= NextCard =

American credit card company

NextCard, Inc. was a United States company that was one of the first issuers of credit cards online, and the first to offer instant online approval. Its headquarters were located in San Francisco, California and maintained offices in Livermore, California and at 4129 E Van Buren St, Phoenix, Arizona. The issuing bank was known as NextBank and was fully owned by NextCard, Inc.

NextCard, Inc. was started during the Internet boom of the late 1990s. Jeremy and Molly Lent, a married couple, founded the company in 1996 as Internet Access Financial Corporation, later changing the name to NextCard in 1997. During the early 1990s, Jeremy Lent had served as CFO for Providian Financial Corporation which had relied heavily on direct mail marketing methods "to identify and recruit customers who made extensive use of credit cards". Convinced that he could adapt this marketing strategy for the Internet, Lent left Providian to form NextCard.

==Operations==
The Lents' business plan was based on two assumptions:
1. Since a key metric in the credit card industry is acquisition cost of a new customer, he felt that he could "use the internet to undercut the average acquisition cost" of its "brick-and-mortar" competitors and
2. He believed his company would have "significantly lower bad debt losses than conventional credit card issuers since marketing research had found that internet users were generally more affluent and, thus, better credit risks, than individuals drawn from the general population of consumers".
Because of these assumptions, NextCard, Inc. offered credit cards at interest rates lower than its competitors'.

NextCard issued MasterCard and Visa cards under its own brand, and co-branded cards with MyPoints.com, PlanetOut.com, and Amazon.com. NextCard also issued secured credit cards. NextCard was a major online advertiser at the time, as they only accepted applications online. Its website was "regularly named one of the top 50 financial websites by Money magazine and by 2000 attracted more online 'hits' than any other website in the financial services industry".

The company set aggressive growth targets and went public in 1999. Following its initial public offering, the internet 'bubble' in the stock market had burst. This "effectively shut off the access of NextCard and thousands of other struggling Internet companies to the debt and equity markets" . Jeremy Lent's assumptions also proved to have flaws; the acquisition cost per-customer was higher than expected because Internet users tended to ignore NextCard's online ads (which were also very costly), and the customers were people with little creditworthiness looking for a "lender of last resort".

==Downfall==
To understate its credit losses NextCard refused to "provide sufficient allowances each period for expected bad debts" .
The Comptroller of the Currency (OCC) reviewed the company's accounting records and operating policies and procedures and forced NextCard to "significantly increase its allowance for bad debts". In response to this, NextCard stated that its high bad debts were due to fraudulent schemes perpetrated by hackers and the like.

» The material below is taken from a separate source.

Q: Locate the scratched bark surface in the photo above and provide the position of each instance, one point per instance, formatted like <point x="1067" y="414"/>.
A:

On October 31, 2001, it was announced that NextCard was under-capitalized and was then investigated by the Federal Deposit Insurance Corporation (FDIC) and the Office of the Comptroller of the Currency. The reason, as stated to employees, was that the company had been categorizing as "fraud losses" what should have been categorized as "credit losses"... meaning the company was trying to categorize as fraud some of the money lost due to issuing cards to people with very poor credit. The Amazon.com Visa issued by NextCard was subsequently issued by Chase following NextCard's demise.

NextCard investors soon filed a class-action lawsuit with charges that the management had engaged in insider trading and hidden the financial status of the company. To add to the controversy, NextCard's external auditors, Ernst & Young, edited past-audit's work-papers and electronic timestamps in order to rid themselves of any liability for giving NextCard a clean audit opinion in the previous year.

One of the auditors, Oliver Flanagan, saved a computer disk containing evidence of the edits and turned it in to the federal authorities. The lead auditor of NextCard from Ernst & Young, Thomas Trauger, would be sentenced to one year in prison and two years of "supervised release."

NextCard's stock price fell from its high of $53.12 to $.14 per share, and in February 2002 the company was taken over by the FDIC. The bank tried to find a buyer and was under negotiations with CompuCredit for a while, but in the end no buyer was found. In early July 2002, most NextCard credit card accounts were closed.

A small portfolio of credit cards that were issued to those with low credit scores was sold to Merrick Bank of Utah, who then increased the annual percentage rates (APRs) and fees. In 2003, NextCard was liquidated with liabilities of nearly $470 million and realizable assets of approximately $20 million. Fraud charges and insider trading charges were filed against five former NextCard executives.

In 2005, the U.S. Securities and Exchange Commission dismissed its fraud charges against Jeremy Lent and by 2006 the regulatory and shareholder suits against the former NextCard executives were settled.